No picture of the candidate, full stop. When asked why no pictures of himself figured, the answer was immediate.

“I get it hard enough to look at myself in the mirror in the morning, shaving, without having to look at pictures of me on election literature.”

Instead of a reminder photograph of the candidate, one side of the oversized handout was taken up by a view of the Cooley Peninsula, taken from up the mountains. The other side informed the reader about Fianna Fáil policies, right? Wrong again, even though the candidate was and is one of the Soldiers of Destiny. It had dramatic outcries about potholes, perhaps? Nary a one.

The text told you that when you walked the Cooley Peninsula, you were walking through 9,000 years of human history. It got enthusiastic about geology, stating that the stones under King John’s castle are 400m years old.

That’s the sort of data that could be useful to a secondary school student doing a project, but as a method of motivating the recipient to get out of their house on a May day a few weeks later to vote for the sender might be questionable.

But it went further, the oddness of this piece of campaign literature. It mentioned the candidate’s name and those of his colleagues in a little stripe at the bottom. However, the stripe was so designed as to allow local traders to put a sticker with their own company name on the laminated sheet and use it for their own publicity purposes.

And, finally, it had a quotation. From Percy French’s grave.

“Remember me is all I ask. And yet if the remembrance prove a task: Forget.”

Forget? Forget an election candidate?

YOU WILL, by now, have got the message. Any election produces a few candidates who are out by the side of it, who don’t know the difference between Christmas and Tuesday, who fill the need for a bit of colour in the pub chat about the election, and who fade into obscurity thereafter.

This man is not one of those people.
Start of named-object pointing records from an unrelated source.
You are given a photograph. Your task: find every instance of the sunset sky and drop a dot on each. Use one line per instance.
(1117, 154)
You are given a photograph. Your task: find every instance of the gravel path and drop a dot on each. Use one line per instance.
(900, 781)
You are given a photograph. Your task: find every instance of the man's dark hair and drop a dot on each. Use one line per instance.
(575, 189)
This man got elected, this time. And last time and the time before.

This man is one of the most electable human beings you have ever met, and it didn’t matter, in the last few weeks, that he belongs to Fianna Fáil, the party with the toxic brand. He was elected during the Haughey era and the Bertie era, even though he made no secret of his contempt for much of what was going on at those times.

He was elected, time and again, even though his best political friend was and is his Fine Gael counterpart, Terry “Scobie” Brennan, now a senator.
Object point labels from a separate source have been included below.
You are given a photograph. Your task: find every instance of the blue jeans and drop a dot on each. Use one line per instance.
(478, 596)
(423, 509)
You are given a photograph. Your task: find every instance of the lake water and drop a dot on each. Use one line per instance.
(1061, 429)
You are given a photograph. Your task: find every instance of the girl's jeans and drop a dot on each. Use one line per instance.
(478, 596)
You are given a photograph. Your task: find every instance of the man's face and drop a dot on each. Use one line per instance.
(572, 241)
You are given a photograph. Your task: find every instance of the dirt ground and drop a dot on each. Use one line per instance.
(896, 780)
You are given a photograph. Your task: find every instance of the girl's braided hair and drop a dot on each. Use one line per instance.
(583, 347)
I know all this because Peter Savage, from The Bush in Cooley, Co Louth, is my brother-in-law. I address the peculiarities of his success over four decades because they add up to a fantastic template for political success at local level, and also, to a considerable extent, for any wannabe politician.
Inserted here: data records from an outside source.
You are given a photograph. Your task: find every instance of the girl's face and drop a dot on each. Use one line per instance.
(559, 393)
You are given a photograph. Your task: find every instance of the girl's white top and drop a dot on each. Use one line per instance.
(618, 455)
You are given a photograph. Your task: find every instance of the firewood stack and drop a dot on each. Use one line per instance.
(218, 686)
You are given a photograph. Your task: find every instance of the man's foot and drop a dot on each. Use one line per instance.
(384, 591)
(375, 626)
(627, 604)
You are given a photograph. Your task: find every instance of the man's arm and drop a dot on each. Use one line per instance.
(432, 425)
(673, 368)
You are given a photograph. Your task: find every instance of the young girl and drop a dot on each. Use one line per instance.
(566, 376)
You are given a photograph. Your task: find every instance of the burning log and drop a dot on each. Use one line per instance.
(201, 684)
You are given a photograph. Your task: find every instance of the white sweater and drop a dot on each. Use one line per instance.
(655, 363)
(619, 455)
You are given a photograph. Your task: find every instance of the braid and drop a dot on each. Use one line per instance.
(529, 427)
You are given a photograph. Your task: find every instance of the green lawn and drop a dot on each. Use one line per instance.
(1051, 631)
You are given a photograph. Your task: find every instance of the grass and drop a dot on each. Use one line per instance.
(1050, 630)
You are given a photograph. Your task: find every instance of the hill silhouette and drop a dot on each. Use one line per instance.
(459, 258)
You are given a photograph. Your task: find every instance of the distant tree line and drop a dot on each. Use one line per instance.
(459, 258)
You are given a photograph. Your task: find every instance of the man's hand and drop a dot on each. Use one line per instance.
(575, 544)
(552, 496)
The first point is that this man — as evidenced by the photograph showing him cycling backwards — has no brand-management plan or media strategy. Not only does he not peddle his wares to media on a daily basis, but he gets visibly bothered when hacks ask him how he gets traction. “Traction,” he mutters, as if it was a dirty word. Which, in a sense, it is: A technical term applied to human relations, which is what Savage does. He works nonstop for people he knows, and he knows most people where he lives. He is ferocious in his partisanship. My husband remembers being menaced, as a young man, by a crowd when, as a GAA referee, he made a controversial call. Suddenly, his youngest brother had his back up against his, facing out and threatening unconscionable violence against anybody and everybody. To this day, Peter Savage takes that attitude to anyone delivering injustice to any of his constituents. At the same time, he’s irretrievably social, ready to bend your ear with chat or curl your hair with jokes that are unprintable.

His election, after lunch yesterday, went into the Fianna Fáil statistics, but it could just as easily have fitted in the lists of winning independents, because, just as every commercial firm needs internal entrepreneurs, so every political party needs internal independents, and that’s what he is.

Internal independents are part of the team but know how to operate as sole traders. As candidates, they don’t spend the election giving out about the tactics of competitors. They want votes, not personal affirmation or fame.

Best of all, when they get elected, internal independents take their role very seriously and themselves not seriously at all.